RV resort in Bend at center of new legal wrangling

Published 4:00 am Wednesday, January 13, 2010

The collapse of the region’s real estate bubble has put Bend’s Crown Villa RV Resort in the center of a multiyear legal tussle between several real estate developers and U.S. Bank over a failed effort to develop the property.

The attorney for the resort’s owner said the resort isn’t in danger of closing.

In November, U.S. Bank filed suit in Deschutes County Circuit Court saying the resort’s owner, Lava Ridge LLC, owed the bank more than $7.6 million after defaulting on a line of credit that was due in April 2009.

But last month, Lava Ridge filed a complaint in a separate suit against Lake Oswego homebuilder Don Morissette and two companies he controls, Don Morissette Homes Inc. and Venture Properties Inc., in essence saying it’s their fault Lava Ridge is in default and asking for $12 million in damages.

The complaint, also filed in Deschutes County Circuit Court, says Lava Ridge purchased the roughly 20-acre resort — at 60801 Brosterhous Road in southeast Bend — for $8.5 million in April 2006 on behalf of Morissette, who had agreed to purchase the project from Lava Ridge once it had received city approval to build 99 homes on the property.

The development was approved by the city in May 2007 on condition that sewer improvements be made to the area.

According to the complaint, Morissette backed out of the deal, saying the sewer improvement voided the agreement with Lava Ridge.

“Our position is that Don Morissette and his companies backed out of this deal not because of the sewer improvement but because the real estate market had crashed, and they were no longer going to be able to profit from the development, which leaves my client holding the bag,” said Michael Seidl, the Portland-based attorney for Lava Ridge.

Lava Ridge’s members are Bend developer Larry Kine, contractor Claude Rickman and Shevlin Heights Management LLC, which is controlled by its sole member, David Swisher, a mortgage lender.

“We would not have bought this property except for Don Morissette’s written agreement to buy it from Lava Ridge as soon as city approval was made,” Seidl said.

Messages left for Peter Hicks, Morissette’s Bend-based attorney in the case, were not returned. Messages left at Don Morissette Homes Inc. and with Kelly Ritz, the president of Venture Properties Inc., also were not returned.

In the years leading up to the housing bubble burst, many large lots in Bend, including mobile home parks, were targeted by developers for construction of new homes and other commercial projects.

The complaint filed in December by Lava Ridge against Morissette is an amended complaint to a lawsuit Lava Ridge first filed in Deschutes County Circuit Court in September 2007. The case was dismissed in December 2008 pending approval of a settlement.

However, Seidl said U.S. Bank would not agree to extend the term of Lava Ridge’s line of credit, so a settlement was never reached. The case was reinstated in August, Seidl said.

Messages left for C. Marie Eckert, a Bend attorney representing U.S. Bank, were not returned.

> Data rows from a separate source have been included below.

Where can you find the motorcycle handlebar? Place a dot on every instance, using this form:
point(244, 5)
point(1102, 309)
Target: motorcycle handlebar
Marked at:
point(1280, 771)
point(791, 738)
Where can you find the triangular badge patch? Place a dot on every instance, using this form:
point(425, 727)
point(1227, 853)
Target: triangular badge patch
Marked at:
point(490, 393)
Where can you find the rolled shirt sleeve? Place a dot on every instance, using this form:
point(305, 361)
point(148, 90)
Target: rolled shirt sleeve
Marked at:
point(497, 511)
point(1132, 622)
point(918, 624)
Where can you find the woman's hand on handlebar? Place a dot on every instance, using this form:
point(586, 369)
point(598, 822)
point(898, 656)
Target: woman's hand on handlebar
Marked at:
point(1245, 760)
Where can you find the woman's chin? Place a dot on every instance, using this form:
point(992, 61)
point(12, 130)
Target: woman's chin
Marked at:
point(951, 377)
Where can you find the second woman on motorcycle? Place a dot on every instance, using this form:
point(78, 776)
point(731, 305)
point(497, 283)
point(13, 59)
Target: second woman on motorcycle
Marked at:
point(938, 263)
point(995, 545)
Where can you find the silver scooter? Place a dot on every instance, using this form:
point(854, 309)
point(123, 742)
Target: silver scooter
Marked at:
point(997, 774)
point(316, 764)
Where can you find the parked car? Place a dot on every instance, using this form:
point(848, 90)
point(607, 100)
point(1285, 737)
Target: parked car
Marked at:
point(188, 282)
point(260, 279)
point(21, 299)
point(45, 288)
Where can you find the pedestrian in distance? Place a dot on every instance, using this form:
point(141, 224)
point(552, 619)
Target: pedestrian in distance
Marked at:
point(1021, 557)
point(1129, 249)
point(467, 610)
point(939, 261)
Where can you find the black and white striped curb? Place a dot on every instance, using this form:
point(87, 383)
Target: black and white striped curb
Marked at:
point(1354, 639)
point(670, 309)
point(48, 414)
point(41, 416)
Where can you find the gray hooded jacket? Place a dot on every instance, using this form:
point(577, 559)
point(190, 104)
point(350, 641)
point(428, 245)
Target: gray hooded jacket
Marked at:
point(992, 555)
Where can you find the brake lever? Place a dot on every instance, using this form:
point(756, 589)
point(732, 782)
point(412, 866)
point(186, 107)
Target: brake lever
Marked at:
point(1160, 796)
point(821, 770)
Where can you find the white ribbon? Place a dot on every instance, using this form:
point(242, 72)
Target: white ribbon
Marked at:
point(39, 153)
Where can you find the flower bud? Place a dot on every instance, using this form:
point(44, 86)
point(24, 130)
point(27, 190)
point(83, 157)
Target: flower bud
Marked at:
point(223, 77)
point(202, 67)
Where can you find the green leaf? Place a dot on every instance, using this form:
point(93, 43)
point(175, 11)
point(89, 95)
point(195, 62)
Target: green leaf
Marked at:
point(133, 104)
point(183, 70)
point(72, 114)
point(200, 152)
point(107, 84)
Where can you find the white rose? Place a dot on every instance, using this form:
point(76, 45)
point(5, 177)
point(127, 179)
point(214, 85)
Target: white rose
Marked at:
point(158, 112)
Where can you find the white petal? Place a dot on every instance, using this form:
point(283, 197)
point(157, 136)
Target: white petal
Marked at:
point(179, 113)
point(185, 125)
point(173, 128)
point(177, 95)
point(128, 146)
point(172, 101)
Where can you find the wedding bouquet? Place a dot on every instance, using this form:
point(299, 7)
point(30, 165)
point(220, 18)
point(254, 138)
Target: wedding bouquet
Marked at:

Seidl said that despite the legal wrangling, the resort will stay open. He said Lava Ridge has written assurances from U.S. Bank that it will not interfere with the resort’s operation while Lava Ridge’s suit against Morissette remains unresolved.

Kine could not be reached for comment but told The Bulletin in a July 20, 2007, article that he was happy running the resort in lieu of development, though the property’s costs and debt service ate up most of the resort’s revenues.